HOME & AUTO






Home insurance is necessary to protect not just your belongings, but also your physical home. While no amount of money can replace many important items in your home or the time and effort you took to make a house your home, insurance is there to at least make the start over process a little easier.

Basics of Home Insurance

Before you sign any policies, it’s important that you know the home insurance basics so that you make an informed decision with full context. Don’t be alarmed if you paid $150,000 for your home and it’s only insured for $100,000. Remember that your lot has value even without a house on it, and that property won’t burn down even if the house does. So the “dwelling” coverage could be less than what you paid for the house.

Home Insurance Dwelling

Property/Dwelling/Contents—There are three figures that will surround any policy: the cost of the property (what you paid for your home), the dwelling insurance rate (cost to replace your home in full), and your contents rate (cost to replace all of your possessions)

“Contents” is basically anything that would fall out of your home if you turned it upside down and shook it. If you own a lot of expensive things, it’s best to a) get higher contents insurance and b) video tape your belongings to prove to adjusters what you own in case you ever need a claim for your home insurance.

Is Home Insurance Required?

If you are buying a house, you will need to secure home insurance before you close. The bank will require this so that you protect their investment. If you own your house outright (i.e. there is no mortgage on it), you technically do not have to carry home insurance. It’s a great idea so that you don’t get left holding a big bill and nowhere to live should the worst occur, but technically, it is your property and if you don’t want to insure it, you don’t have to. The wise thing to do is to keep a home insurance policy even once the title is transferred upon payoff.

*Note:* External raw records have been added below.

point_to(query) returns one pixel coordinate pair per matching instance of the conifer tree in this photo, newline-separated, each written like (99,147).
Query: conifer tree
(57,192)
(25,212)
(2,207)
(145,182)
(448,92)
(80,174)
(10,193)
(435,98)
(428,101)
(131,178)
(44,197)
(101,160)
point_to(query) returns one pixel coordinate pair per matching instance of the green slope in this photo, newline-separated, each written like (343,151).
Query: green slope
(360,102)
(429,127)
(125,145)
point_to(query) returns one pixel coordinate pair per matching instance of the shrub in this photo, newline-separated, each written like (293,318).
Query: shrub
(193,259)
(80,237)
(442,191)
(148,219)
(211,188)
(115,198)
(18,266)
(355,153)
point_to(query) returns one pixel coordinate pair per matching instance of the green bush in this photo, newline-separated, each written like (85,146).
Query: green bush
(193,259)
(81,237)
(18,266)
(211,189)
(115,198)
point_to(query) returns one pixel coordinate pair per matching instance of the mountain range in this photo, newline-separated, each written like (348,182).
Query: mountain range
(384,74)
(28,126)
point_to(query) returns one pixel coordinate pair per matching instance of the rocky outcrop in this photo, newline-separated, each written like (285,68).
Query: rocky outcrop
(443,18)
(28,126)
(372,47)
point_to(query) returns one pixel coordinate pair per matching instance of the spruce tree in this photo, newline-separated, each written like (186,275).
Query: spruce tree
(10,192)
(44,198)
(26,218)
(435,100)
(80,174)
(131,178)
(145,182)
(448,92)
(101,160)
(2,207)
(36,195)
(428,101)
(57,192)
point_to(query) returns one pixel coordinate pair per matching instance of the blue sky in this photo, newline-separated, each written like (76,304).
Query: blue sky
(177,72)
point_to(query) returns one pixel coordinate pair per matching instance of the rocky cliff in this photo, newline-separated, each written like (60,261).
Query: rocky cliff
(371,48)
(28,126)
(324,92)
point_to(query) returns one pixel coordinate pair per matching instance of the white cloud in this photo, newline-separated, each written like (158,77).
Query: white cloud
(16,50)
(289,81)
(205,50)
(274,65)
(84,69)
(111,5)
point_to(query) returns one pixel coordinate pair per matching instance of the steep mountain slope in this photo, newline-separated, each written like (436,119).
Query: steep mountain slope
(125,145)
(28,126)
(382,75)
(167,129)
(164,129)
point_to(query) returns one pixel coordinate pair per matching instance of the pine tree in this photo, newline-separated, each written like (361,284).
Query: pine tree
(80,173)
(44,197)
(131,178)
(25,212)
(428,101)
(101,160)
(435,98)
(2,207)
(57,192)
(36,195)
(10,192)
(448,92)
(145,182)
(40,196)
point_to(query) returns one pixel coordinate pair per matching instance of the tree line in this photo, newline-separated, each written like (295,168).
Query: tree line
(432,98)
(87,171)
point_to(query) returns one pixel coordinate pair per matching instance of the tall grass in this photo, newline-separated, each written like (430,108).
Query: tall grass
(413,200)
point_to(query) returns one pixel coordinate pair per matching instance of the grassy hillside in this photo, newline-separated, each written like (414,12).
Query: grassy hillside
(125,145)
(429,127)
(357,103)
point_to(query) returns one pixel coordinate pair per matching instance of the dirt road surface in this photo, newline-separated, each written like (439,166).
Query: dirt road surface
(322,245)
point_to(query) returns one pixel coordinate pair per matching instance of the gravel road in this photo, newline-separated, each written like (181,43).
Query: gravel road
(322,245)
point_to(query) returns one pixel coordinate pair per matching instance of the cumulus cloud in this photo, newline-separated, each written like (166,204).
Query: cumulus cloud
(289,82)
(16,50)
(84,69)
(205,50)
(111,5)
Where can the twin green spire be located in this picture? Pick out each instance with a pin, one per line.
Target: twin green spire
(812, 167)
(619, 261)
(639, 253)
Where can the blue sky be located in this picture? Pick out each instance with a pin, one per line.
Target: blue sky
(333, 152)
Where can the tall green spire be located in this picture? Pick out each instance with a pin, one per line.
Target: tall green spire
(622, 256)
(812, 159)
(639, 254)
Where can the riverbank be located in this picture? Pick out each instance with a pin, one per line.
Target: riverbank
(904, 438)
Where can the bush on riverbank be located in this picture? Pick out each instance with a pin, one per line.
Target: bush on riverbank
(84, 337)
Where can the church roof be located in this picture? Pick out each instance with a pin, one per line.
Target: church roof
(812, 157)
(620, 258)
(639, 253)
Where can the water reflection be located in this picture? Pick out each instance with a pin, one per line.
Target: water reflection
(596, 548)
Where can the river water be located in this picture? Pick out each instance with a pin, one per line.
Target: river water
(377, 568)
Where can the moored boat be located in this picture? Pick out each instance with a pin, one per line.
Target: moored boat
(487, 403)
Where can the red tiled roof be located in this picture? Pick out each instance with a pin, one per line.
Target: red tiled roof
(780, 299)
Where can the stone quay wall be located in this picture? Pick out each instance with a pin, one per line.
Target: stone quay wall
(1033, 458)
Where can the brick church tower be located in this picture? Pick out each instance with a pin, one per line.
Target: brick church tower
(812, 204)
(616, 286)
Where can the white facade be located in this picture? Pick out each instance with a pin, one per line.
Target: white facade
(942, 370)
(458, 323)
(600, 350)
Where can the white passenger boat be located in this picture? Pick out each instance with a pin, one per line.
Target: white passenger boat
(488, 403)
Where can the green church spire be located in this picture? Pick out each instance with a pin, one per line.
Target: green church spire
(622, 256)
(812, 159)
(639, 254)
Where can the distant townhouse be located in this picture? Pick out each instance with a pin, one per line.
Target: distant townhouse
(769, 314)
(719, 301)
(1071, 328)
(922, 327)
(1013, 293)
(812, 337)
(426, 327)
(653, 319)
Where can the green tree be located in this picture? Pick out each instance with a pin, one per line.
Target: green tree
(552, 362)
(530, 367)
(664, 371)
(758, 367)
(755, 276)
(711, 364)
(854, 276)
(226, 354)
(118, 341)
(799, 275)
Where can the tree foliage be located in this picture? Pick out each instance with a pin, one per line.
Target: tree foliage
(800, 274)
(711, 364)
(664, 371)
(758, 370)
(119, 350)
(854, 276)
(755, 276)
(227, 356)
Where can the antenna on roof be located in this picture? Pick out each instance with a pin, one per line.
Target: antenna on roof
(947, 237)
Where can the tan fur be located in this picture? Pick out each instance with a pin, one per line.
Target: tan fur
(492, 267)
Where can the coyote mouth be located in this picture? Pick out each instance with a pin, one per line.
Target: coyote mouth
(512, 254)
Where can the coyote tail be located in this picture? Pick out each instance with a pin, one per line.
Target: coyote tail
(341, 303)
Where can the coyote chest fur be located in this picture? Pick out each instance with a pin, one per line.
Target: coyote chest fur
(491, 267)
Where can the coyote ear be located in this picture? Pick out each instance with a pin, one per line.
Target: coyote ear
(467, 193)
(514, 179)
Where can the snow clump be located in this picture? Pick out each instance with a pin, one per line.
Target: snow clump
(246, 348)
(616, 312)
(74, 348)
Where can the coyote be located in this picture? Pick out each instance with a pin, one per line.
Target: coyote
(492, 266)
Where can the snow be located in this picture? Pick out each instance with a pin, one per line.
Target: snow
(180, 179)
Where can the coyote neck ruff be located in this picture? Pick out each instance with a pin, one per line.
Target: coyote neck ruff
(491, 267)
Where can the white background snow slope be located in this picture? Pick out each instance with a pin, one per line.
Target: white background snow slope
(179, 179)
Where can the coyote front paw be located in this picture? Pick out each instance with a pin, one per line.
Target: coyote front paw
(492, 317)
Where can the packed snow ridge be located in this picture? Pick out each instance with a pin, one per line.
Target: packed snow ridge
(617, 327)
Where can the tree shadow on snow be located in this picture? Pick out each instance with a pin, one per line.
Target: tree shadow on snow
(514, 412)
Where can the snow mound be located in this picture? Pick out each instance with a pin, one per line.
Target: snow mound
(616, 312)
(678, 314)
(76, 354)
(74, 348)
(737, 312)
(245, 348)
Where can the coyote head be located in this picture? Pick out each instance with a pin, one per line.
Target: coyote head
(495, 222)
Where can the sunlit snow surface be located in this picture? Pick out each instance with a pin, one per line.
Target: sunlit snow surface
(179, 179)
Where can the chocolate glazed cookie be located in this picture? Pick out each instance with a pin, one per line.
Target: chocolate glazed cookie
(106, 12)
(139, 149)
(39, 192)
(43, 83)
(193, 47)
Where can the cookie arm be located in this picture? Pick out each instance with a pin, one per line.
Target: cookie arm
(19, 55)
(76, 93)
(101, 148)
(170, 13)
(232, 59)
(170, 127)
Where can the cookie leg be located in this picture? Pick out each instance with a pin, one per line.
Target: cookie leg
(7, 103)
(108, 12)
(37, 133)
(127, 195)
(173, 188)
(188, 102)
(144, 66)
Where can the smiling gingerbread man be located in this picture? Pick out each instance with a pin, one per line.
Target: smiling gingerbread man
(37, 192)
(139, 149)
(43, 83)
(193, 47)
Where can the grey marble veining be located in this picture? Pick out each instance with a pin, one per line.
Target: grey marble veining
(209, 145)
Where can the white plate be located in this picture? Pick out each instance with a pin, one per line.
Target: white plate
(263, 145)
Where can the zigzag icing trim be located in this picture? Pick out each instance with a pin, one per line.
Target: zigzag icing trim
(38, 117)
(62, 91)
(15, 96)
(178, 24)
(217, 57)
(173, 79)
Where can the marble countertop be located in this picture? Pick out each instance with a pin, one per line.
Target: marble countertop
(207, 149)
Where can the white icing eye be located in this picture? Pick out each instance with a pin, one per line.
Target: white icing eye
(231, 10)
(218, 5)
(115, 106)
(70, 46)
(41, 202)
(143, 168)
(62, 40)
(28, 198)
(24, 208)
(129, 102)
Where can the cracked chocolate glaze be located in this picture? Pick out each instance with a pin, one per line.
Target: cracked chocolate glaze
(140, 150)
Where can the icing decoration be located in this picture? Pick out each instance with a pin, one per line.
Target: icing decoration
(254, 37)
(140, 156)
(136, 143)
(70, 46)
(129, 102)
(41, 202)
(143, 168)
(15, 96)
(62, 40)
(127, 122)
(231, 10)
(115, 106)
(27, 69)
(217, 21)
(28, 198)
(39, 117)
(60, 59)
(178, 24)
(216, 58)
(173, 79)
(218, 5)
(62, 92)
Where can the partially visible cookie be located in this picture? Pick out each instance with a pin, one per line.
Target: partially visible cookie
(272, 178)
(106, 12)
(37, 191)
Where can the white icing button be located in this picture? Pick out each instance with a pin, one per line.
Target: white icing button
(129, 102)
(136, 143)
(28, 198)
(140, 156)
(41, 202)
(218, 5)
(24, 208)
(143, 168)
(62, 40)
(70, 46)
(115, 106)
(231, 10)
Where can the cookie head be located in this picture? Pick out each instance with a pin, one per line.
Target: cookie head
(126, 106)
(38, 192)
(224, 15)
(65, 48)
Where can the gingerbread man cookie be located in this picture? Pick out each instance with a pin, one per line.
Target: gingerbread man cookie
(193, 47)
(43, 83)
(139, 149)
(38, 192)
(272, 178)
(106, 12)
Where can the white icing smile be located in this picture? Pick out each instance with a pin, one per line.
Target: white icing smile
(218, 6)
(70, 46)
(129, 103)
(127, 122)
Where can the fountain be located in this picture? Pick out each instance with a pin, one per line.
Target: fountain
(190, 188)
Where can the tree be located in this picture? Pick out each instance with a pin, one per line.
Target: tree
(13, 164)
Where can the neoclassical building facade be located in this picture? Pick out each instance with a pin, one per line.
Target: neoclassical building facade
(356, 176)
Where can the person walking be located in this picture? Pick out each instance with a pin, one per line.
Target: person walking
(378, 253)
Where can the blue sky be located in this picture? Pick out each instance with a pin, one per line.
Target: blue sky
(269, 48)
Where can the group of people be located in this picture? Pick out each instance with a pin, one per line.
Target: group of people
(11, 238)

Save Money on Home Insurance

Remember there is no penalty to switch home insurance companies. Rates are always changing so it is only to your benefit to shop your home insurance rates and make sure you are getting the best coverage at the best rates.

Auto Insurance can cover you, your passengers and your vehicle for up to six different risks; Bodily injury liability, Medical, Property damage, Collision, Comprehensive and Uninsured motorists. Many insurance companies also give premium discounts to drivers who:

  • Have a good driving record
  • Have taken driver education courses
  • Are between the ages of 50 and 74
  • Car pool
  • Insure several cars on one policy
  • Buy homeowners or renters insurance from the same company
  • Install anti-theft devices in their cars
  • Drive cars with safety features like automatic seat belts and air bags

Auto Insurance Liability

Liability is one of the fundamental forms of coverage addressed in most automobile insurance policies. Understanding the purpose of liability insurance will help you decide how much coverage is needed to cover losses for which you are legally liable.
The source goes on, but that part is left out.